© AFPAffaire Kerviel: la SoGé déjà (en partie) remboursée
La banque a déjà récupéré 1,7 milliard d'euros grâce à un dispositif fiscal lui permettant de déduire de ses impôts 33% d'une perte exceptionnelle dont elle n'est pas responsable.
Publié le 09/10/2010
Jérôme Kerviel a-t-il vraiment pu engager jusqu'à près de 50 milliards d'euros de positions illicites sur les marchés sans que la Société générale qui l'employait n'ait jamais rien vu ni su ? C'est la clé du jugement que doit rendre ce mardi le tribunal correctionnel de Paris dans le procès de l'ancien trader de la Socgen tenu pour responsable de la perte de trading de 4,9 milliards d'euros en janvier 2008.
Poursuivi pour faux, usage de faux, abus de confiance et intrusion frauduleuse dans un système de traitement automatisé des données, Jérôme Kerviel, âgé de 33 ans, encourt jusqu'à cinq ans de prison et 375.000 euros d'amende.

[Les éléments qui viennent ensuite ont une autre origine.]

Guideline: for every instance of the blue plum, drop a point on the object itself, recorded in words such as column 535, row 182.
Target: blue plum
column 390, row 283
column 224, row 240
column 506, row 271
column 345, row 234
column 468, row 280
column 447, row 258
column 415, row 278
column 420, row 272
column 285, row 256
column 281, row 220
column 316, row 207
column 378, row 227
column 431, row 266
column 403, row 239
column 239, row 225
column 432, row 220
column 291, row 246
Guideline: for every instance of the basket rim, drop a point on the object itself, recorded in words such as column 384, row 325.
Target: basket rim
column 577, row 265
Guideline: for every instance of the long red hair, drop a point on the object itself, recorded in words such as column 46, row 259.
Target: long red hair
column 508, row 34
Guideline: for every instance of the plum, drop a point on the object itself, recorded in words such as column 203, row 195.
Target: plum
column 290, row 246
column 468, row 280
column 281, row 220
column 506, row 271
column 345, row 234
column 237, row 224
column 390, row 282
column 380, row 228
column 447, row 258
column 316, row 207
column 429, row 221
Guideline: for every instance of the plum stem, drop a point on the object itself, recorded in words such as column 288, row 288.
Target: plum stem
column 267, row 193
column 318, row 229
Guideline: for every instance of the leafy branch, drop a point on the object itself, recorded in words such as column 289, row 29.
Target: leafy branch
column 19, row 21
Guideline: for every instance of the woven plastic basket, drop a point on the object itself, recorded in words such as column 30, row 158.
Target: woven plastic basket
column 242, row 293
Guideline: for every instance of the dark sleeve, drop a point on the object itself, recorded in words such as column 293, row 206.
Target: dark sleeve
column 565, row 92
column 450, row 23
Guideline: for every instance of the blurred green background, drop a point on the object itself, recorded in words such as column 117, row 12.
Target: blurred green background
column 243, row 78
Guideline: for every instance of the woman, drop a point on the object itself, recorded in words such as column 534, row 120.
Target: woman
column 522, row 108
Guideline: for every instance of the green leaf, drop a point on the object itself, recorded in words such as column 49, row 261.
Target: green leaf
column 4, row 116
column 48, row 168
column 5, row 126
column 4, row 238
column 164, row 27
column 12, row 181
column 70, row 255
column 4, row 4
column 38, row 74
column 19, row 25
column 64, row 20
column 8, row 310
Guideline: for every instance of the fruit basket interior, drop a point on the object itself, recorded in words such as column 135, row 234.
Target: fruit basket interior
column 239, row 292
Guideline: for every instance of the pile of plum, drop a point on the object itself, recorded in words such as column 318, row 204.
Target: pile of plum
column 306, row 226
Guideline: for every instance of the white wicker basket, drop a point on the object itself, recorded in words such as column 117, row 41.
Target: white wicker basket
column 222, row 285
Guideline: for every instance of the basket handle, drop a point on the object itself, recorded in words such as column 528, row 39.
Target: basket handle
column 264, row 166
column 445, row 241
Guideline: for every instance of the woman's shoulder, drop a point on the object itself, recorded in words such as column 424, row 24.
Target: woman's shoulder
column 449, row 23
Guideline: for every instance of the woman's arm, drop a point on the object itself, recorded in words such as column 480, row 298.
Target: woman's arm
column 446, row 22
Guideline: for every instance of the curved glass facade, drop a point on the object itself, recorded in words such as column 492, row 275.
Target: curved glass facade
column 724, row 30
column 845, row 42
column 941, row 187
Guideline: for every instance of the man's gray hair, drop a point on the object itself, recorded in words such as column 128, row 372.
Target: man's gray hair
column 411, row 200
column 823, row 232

Tout au long du procès, dont les audiences se sont tenues en juin, la défense du jeune homme a soutenu que la Société générale, contrairement à ce qu'elle affirme, ne pouvait avoir ignoré les activités et les engagements de son trader, et elle a mis en cause la porosité des contrôles au sein du groupe bancaire. Dénonçant les dérives de la finance mondiale "capable de déverser plusieurs centaines de millions d'euros sur les places financières sur un simple clic de souris", Mes Olivier Metzner et Nicolas Huc-Morel, les avocats de Jérome Kerviel, ont plaidé la relaxe sur les trois principaux chefs de prévention de "faux", "usage de faux" et "abus de confiance". Ils ont néanmoins plaidé coupable sur la dernière accusation d'"introduction frauduleuse de données dans un système informatique".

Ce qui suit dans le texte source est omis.